Pulmonary arterial hypertension (PAH) is a progressive disease that significantly endangers human health, where metabolism may drive pathogenesis: a shift from mitochondrial oxidation to glycolysis occurs in diseased pulmonary vessels and the right ventricle. An increase in pulmonary vascular resistance in patients with heart failure with a preserved ejection fraction portends a poor prognosis. Luteolin exists in numerous foods and is marketed as a dietary supplement assisting in many disease treatments. However, little is known about the protective effect of luteolin on metabolism disorders in diseased pulmonary vessels. In this study, we found that luteolin apparently reversed the pulmonary vascular remodeling of PAH rats by inhibiting the abnormal proliferation of pulmonary artery smooth muscle cells (PASMCs).

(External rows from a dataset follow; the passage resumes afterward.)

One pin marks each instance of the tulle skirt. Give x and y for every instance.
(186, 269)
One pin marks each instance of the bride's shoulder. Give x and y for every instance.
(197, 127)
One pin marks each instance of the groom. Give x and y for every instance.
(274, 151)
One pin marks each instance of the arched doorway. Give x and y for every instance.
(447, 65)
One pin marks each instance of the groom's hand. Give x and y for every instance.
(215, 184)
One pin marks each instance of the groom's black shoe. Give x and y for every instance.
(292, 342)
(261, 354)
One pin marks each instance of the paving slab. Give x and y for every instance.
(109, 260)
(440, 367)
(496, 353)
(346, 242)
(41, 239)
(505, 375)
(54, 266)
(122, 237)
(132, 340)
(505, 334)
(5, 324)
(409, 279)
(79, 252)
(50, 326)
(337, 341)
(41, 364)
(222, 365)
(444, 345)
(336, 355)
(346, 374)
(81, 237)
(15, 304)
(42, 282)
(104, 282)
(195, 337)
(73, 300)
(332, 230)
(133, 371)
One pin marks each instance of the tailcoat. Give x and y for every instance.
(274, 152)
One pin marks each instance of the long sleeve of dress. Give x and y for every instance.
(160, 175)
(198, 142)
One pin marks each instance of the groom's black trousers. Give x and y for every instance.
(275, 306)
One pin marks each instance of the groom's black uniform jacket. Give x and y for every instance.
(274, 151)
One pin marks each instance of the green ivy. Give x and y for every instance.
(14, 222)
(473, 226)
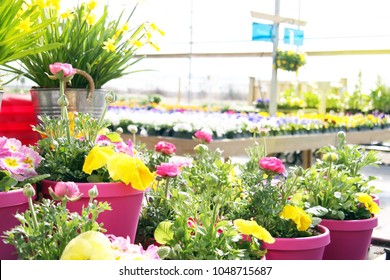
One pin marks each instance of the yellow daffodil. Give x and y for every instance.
(68, 14)
(298, 215)
(53, 3)
(92, 5)
(369, 204)
(97, 158)
(109, 45)
(252, 228)
(25, 25)
(90, 245)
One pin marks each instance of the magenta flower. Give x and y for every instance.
(165, 148)
(203, 136)
(66, 68)
(272, 164)
(168, 169)
(68, 190)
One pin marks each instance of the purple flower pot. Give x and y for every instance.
(349, 239)
(303, 248)
(11, 202)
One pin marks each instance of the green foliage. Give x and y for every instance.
(55, 228)
(380, 97)
(16, 43)
(195, 206)
(83, 44)
(64, 160)
(289, 60)
(334, 182)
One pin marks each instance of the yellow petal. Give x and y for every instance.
(97, 158)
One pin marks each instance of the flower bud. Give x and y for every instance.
(93, 192)
(110, 97)
(28, 190)
(119, 130)
(341, 139)
(63, 101)
(330, 157)
(133, 129)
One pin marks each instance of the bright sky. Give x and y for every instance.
(225, 26)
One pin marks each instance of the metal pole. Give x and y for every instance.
(274, 79)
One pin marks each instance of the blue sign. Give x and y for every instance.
(262, 32)
(293, 36)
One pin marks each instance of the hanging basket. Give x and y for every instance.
(289, 60)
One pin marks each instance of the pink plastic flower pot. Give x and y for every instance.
(304, 248)
(125, 203)
(11, 202)
(349, 239)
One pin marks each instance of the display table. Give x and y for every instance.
(306, 143)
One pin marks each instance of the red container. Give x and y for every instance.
(17, 117)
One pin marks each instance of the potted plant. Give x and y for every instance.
(342, 197)
(18, 165)
(266, 190)
(92, 42)
(77, 147)
(197, 197)
(19, 30)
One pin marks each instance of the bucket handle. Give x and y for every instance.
(91, 83)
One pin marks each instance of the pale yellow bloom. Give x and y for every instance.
(297, 215)
(90, 245)
(109, 45)
(25, 25)
(252, 228)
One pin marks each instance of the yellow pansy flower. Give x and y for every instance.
(297, 215)
(97, 158)
(90, 245)
(128, 169)
(109, 45)
(252, 228)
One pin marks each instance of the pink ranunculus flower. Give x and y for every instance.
(272, 164)
(165, 148)
(203, 136)
(65, 67)
(168, 169)
(68, 190)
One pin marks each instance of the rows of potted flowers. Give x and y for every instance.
(231, 124)
(198, 207)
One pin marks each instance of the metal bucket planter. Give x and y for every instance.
(45, 101)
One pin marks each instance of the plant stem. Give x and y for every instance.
(35, 221)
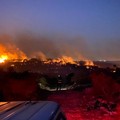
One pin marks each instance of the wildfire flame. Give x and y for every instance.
(89, 63)
(3, 58)
(9, 52)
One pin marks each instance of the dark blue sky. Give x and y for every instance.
(97, 21)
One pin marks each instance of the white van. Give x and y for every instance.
(31, 110)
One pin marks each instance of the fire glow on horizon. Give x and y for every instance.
(12, 52)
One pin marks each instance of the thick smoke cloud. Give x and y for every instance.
(53, 47)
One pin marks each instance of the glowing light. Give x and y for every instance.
(3, 58)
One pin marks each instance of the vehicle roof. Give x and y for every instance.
(28, 110)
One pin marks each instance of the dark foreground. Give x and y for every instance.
(75, 104)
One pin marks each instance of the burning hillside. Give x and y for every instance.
(10, 52)
(27, 47)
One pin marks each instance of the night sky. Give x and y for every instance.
(91, 27)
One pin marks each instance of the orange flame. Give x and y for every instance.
(89, 63)
(9, 52)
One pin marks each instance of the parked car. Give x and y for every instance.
(31, 110)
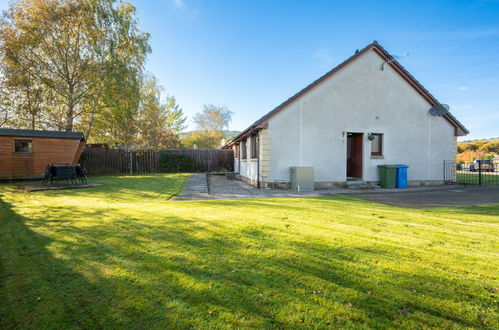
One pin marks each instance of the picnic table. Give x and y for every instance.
(54, 173)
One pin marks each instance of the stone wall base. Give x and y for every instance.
(249, 181)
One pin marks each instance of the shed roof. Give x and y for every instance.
(459, 128)
(41, 134)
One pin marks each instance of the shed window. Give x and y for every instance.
(377, 145)
(243, 151)
(254, 146)
(23, 146)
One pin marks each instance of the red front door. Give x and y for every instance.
(354, 155)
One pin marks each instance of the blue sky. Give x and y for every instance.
(252, 55)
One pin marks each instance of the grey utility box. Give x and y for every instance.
(302, 178)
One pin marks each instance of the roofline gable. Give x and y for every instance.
(459, 129)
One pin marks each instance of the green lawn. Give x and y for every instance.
(124, 256)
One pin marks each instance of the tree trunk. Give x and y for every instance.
(69, 117)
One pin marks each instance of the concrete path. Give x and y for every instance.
(202, 187)
(196, 187)
(453, 196)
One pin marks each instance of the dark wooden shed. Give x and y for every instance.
(24, 154)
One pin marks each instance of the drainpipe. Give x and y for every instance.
(429, 148)
(258, 162)
(301, 129)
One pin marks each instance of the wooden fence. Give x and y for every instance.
(207, 160)
(110, 161)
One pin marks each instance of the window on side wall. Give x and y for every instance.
(243, 151)
(377, 144)
(237, 151)
(23, 146)
(254, 146)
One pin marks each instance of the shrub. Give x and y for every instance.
(171, 163)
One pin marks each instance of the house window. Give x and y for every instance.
(243, 151)
(23, 146)
(237, 151)
(254, 146)
(377, 144)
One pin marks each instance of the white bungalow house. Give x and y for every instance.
(365, 112)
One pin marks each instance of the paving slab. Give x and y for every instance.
(202, 187)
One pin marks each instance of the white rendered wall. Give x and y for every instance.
(360, 98)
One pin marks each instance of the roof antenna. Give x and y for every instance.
(394, 58)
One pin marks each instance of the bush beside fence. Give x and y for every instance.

Moreover, network pharmacology and metabolomics results revealed that the arachidonic acid pathway, amino acid pathway and TCA cycle were dysregulated in PAH. A total of 14 differential metabolites were significantly changed during the PAH, including DHA, PGE2, PGD2, LTB4, 12-HETE, 15-HETE, PGF2α, and 8-iso-PGF2α metabolites in the arachidonic acid pathway, and L-asparagine, oxaloacetate, N-acetyl-L-ornithine, butane diacid, ornithine, glutamic acid metabolites in amino acid and TCA pathways. However, treatment with luteolin recovered the LTB4, PGE2, PGD2, 12-HETE, 15-HETE, PGF2α and 8-iso-PGF2α levels close to normal. Meanwhile, we showed that luteolin also downregulated the gene and protein levels of COX 1, 5-LOX, 12-LOX, and 15-LOX in the arachidonic acid pathway. Collectively, this work highlighted the metabolic mechanism of luteolin-protected PAH and showed that luteolin would hold great potential in PAH prevention.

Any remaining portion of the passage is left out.